Her first words to me were: “Jim, what happened to your freckles? I used to love them!”
What? She caught me off-guard. I hadn’t considered the issue in ages.
“Sandblasted away by life’s trials, I suppose,” I replied.
Once upon a time, tens of thousands of despicable little reddish/brownish spots covered my face, arms, hands and shoulders. Curiously, I had almost none on my chest or legs. My legs — in shorts — compensated for zero freckles by glowing brightly like an LED streetlamp.
I loathed freckles. They made me feel like an outsider in my native Southern California. I wasn’t worthy of the expression “Sunny California, where everyone boasts a year-round tan.”
Not this surfer boy.
I grew up a ginger kid: brownish/reddish hair, freckled face and light complexion.

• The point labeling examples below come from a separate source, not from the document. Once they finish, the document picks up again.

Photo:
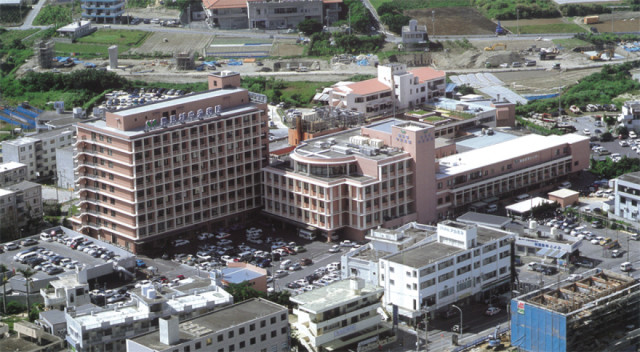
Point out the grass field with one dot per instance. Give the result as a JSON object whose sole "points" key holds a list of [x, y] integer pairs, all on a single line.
{"points": [[120, 37], [97, 44], [550, 28], [8, 36], [570, 43]]}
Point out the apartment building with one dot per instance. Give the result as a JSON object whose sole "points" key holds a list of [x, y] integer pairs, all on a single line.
{"points": [[507, 169], [253, 325], [339, 315], [348, 182], [463, 263], [269, 14], [38, 152], [174, 167], [374, 96], [20, 203], [103, 11], [627, 196], [11, 173], [98, 329]]}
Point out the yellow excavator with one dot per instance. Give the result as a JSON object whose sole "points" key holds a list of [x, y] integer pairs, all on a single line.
{"points": [[495, 46], [598, 56]]}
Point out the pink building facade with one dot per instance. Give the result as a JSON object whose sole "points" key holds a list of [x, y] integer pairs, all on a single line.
{"points": [[386, 174], [181, 165]]}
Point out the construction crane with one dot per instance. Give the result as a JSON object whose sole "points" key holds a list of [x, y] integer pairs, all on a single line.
{"points": [[598, 56], [494, 46]]}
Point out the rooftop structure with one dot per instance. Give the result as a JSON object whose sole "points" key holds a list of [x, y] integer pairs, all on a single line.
{"points": [[234, 325]]}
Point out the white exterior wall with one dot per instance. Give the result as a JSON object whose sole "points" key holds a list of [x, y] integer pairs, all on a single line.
{"points": [[627, 203], [406, 288]]}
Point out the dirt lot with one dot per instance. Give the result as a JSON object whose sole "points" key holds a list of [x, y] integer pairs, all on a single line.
{"points": [[173, 42], [453, 21]]}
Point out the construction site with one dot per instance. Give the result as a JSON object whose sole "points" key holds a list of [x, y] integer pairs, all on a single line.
{"points": [[599, 312]]}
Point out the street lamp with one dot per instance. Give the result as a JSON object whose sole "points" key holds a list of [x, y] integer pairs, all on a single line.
{"points": [[433, 21], [460, 310]]}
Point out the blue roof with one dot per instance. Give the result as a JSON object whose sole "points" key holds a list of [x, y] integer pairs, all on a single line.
{"points": [[238, 275]]}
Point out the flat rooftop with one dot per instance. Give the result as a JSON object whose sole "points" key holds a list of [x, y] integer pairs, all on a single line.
{"points": [[331, 295], [220, 320], [334, 145], [423, 255], [575, 297], [185, 99], [500, 152]]}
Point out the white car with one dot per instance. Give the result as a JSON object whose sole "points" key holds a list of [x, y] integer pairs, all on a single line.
{"points": [[179, 243], [492, 311], [575, 277]]}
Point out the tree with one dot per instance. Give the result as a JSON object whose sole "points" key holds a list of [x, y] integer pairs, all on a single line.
{"points": [[27, 273], [310, 26], [3, 271]]}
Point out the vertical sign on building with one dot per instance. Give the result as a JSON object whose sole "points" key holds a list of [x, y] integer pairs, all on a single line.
{"points": [[395, 316]]}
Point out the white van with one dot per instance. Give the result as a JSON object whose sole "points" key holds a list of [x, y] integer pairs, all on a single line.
{"points": [[46, 237]]}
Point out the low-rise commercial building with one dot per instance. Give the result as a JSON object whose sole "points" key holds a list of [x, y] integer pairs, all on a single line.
{"points": [[338, 315], [107, 329], [38, 152], [465, 262], [252, 325]]}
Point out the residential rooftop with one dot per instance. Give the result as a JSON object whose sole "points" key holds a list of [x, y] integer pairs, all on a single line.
{"points": [[332, 295], [220, 320]]}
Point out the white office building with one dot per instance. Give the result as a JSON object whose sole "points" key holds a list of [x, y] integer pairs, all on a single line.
{"points": [[338, 315], [252, 325], [38, 152], [463, 263], [106, 329]]}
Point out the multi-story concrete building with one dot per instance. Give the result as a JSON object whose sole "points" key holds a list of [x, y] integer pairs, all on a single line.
{"points": [[374, 96], [464, 262], [178, 166], [100, 329], [351, 181], [252, 325], [507, 169], [65, 166], [338, 315], [386, 174], [627, 196], [103, 11], [38, 152], [11, 173], [414, 34], [630, 115], [269, 14], [22, 203]]}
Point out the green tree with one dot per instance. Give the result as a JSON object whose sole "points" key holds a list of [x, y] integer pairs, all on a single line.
{"points": [[27, 273], [310, 26], [3, 272]]}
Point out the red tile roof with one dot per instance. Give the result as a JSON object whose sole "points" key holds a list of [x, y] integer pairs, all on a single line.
{"points": [[224, 4], [427, 74], [369, 86]]}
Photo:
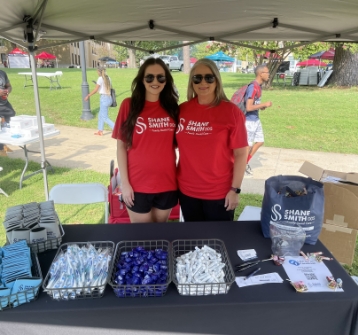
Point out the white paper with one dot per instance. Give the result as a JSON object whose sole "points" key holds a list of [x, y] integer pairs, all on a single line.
{"points": [[247, 254], [267, 278], [311, 272], [331, 179]]}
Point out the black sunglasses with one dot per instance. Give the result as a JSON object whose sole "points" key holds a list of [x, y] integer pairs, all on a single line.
{"points": [[149, 78], [198, 78]]}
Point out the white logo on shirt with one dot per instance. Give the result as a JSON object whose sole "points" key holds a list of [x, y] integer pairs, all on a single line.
{"points": [[142, 126], [180, 125], [198, 128]]}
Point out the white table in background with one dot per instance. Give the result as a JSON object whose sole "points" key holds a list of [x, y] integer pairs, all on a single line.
{"points": [[53, 77], [22, 142]]}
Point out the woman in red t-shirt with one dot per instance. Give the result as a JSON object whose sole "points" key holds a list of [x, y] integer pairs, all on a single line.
{"points": [[212, 144], [145, 130]]}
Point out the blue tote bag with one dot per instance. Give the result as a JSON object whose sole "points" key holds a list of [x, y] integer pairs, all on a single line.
{"points": [[282, 204]]}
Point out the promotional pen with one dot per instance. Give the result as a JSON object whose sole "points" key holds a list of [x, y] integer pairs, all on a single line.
{"points": [[252, 273]]}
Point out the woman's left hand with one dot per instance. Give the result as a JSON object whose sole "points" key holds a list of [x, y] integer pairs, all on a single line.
{"points": [[231, 201]]}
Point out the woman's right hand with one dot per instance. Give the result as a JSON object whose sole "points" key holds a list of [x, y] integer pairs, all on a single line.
{"points": [[127, 194]]}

My skin was so sensitive I couldn’t stand before an open refrigerator door for fear of getting sunburned.
My mom’s nickname for me was Freck. She used it affectionately, but I hated it. You’d think she would have been more circumspect. She had freckles, too — a gift from several redheaded Kansas aunties.
In California, my freckles had no redeeming value. They only contributed to my grade-school miseries. I faced taunts like “Freckle face, freckle face!” “Potty spots!” “White butt!”
I was the Doris Day of my high school class, requesting that my senior photo be shot through wax paper.
I recently heard a physician on television say that if you’ve had five sunburns in your life you stand a significantly greater chance of developing skin cancer.
Umm, five? Really? How about five a week?
I recall vinegar baths for particularly severe burns.
I usually forgot to apply sunscreen at the beach, but I managed to slather zinc oxide on my nose. Still, my proboscis was a slab of Farmer John bacon.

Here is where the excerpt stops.